Despite the negative press Tesla's (TSLA -12.34%) driver-assist Autopilot system has attracted over the years, the technology has been a key selling point for its vehicles. Autopilot gives Tesla a way to show off how it can continually improve its vehicles through over-the-air updates, making them safer and bringing them closer to the electric-car company's goal to eventually make its cars fully autonomous.

Tesla customers are clearly putting the technology to use -- the company said on Twitter Wednesday that its customers have now driven over a billion miles with Autopilot engaged. This is an important milestone as Tesla ramps up vehicle production and deliveries, shipping more Autopilot-capable vehicles than ever before.

Tesla Model X interior with Autopilot activated.

Tesla's Model X. Image source: Tesla.

Getting to 1 billion miles

Tesla managed to rack up these 1 billion Autopilot miles in just over three years.

The electric-car company started building vehicles with sensors for Autopilot in late 2014. But full Autopilot features like lane keeping weren't released until late 2015. In late 2016, Tesla upgraded the sensors in its vehicles to ones that the automaker says will eventually enable fully autonomous driving.

Of course, not all customers use Autopilot.

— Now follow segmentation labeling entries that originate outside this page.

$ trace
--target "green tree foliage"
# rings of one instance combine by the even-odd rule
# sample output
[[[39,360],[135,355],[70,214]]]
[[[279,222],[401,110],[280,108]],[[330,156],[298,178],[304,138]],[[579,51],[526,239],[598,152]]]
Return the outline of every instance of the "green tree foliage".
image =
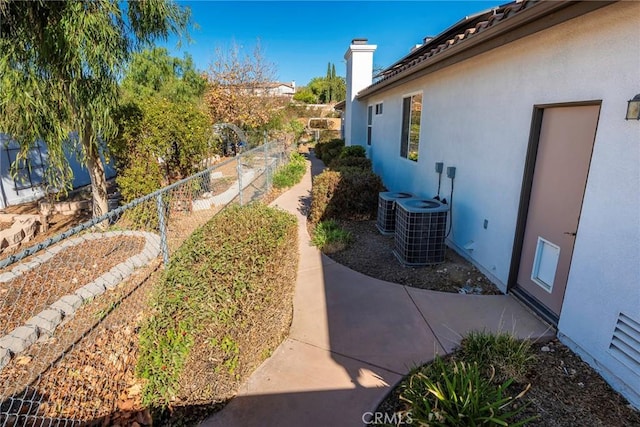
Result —
[[[281,123],[283,100],[269,93],[275,65],[257,44],[251,54],[232,45],[217,49],[209,69],[205,102],[213,123],[233,123],[244,130],[268,130]]]
[[[135,53],[122,80],[128,100],[160,95],[174,101],[195,101],[202,97],[206,85],[206,76],[195,69],[191,56],[174,58],[160,47]]]
[[[311,93],[308,94],[308,92]],[[347,84],[345,79],[336,75],[335,64],[328,63],[326,76],[311,79],[305,88],[305,93],[299,95],[298,98],[294,96],[294,99],[309,104],[312,102],[308,102],[308,100],[314,100],[314,103],[328,104],[343,101],[347,96],[346,94]]]
[[[117,120],[112,150],[127,202],[193,174],[211,149],[209,118],[193,102],[152,96],[121,107]]]
[[[164,48],[133,55],[122,81],[112,152],[125,201],[186,177],[210,154],[210,121],[201,108],[206,79],[188,56]]]
[[[21,145],[22,158],[38,138],[45,141],[45,178],[60,189],[70,176],[63,147],[77,132],[93,213],[103,214],[100,141],[117,132],[118,77],[133,52],[188,23],[188,11],[170,0],[0,0],[0,129]]]
[[[317,104],[318,95],[316,95],[311,88],[303,86],[296,90],[296,93],[293,95],[293,100],[304,102],[305,104]]]

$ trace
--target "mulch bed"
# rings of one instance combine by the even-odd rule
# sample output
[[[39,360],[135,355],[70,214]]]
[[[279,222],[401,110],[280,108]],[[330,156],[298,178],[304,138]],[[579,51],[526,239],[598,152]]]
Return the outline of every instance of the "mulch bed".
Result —
[[[353,242],[329,257],[352,270],[414,288],[458,292],[466,286],[476,293],[501,293],[484,274],[449,248],[442,264],[406,267],[393,255],[393,235],[380,234],[375,221],[342,221],[340,225],[351,233]]]
[[[329,254],[335,261],[360,273],[402,285],[441,292],[458,292],[465,285],[482,288],[483,294],[501,293],[473,265],[447,249],[445,263],[412,268],[392,254],[393,236],[383,236],[375,221],[343,221],[353,243],[344,251]],[[529,407],[524,418],[539,416],[528,424],[544,427],[640,426],[640,413],[615,392],[604,379],[568,347],[553,340],[536,344],[536,360],[527,381]],[[526,384],[517,385],[518,391]],[[378,411],[404,409],[393,390]]]
[[[540,427],[640,426],[640,412],[567,346],[553,340],[533,349],[535,361],[526,381],[509,389],[515,395],[531,384],[524,397],[529,403],[519,420],[536,417],[527,425]],[[406,410],[398,393],[394,388],[376,411],[391,416]]]

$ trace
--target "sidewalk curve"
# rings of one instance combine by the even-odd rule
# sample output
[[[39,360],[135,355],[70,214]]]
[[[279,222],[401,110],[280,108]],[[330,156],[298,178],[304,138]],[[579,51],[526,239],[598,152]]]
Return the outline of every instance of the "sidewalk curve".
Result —
[[[298,217],[298,277],[289,337],[202,423],[214,427],[361,426],[409,370],[452,351],[471,330],[548,340],[554,331],[509,295],[460,295],[377,280],[310,245],[311,171],[273,202]]]

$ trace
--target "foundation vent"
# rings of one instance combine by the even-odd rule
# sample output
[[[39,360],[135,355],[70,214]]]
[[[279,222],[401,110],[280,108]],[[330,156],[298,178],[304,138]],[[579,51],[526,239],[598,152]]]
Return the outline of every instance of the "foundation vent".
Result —
[[[609,351],[631,370],[640,370],[640,322],[620,313]]]

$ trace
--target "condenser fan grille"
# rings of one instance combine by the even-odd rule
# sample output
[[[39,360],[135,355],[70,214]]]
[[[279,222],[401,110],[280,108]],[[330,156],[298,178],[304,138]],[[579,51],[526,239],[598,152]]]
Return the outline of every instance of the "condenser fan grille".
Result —
[[[405,265],[444,262],[448,207],[437,201],[399,201],[394,253]]]
[[[413,197],[411,193],[383,192],[378,195],[376,226],[382,234],[393,234],[396,229],[396,201]]]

Though active safety features like emergency braking and collision avoidance are enabled by default, customers have to pay to get access to Autopilot's more advanced features. In addition, even when a customer has paid for Autopilot, the technology is not always activated; currently, the technology is designed primarily for use on highways.

Impressively, Tesla said earlier this month that its total fleet -- including all the vehicles it has sold before it started shipping Autopilot-capable vehicles -- had just crossed 10 billion miles. This means approximately 1 in 10 of these miles was driven on Autopilot. Presumably, if you excluded non-Autopilot vehicles from this math, the ratio would be even higher.

Suffice to say, as Tesla continues to ship more Autopilot-capable cars and keeps improving the technology through over-the-air updates, the automaker looks poised to rack up the next billion Autopilot miles much quicker.

Building a track record

The automaker boasts that this technology is improving driver safety. In the company's first-ever quarterly vehicle safety report in October, Tesla said in Q3 it registered "one accident or crash-like event [near misses as recorded by Tesla's Autopilot software] for every 3.34 million miles driven in which drivers had Autopilot engaged." This figure was 1 in every 1.92 million miles for those driven without Autopilot activated. 

The data Tesla gathers from vehicles on the road from Autopilot-capable vehicles ultimately helps the company improve the technology further by using fleet learning and by informing future over-the-air updates. The company expects that, over time, Autopilot will become increasingly safer.

The achievement of 1 billion Autopilot miles comes as Tesla is shipping vehicles in higher volumes than ever before. Deliveries of the company's newest vehicle, Model 3, surged in Q3. Model 3 deliveries during the period were up more than 200% sequentially. More vehicles on the road with Autopilot will help Tesla improve the technology even more.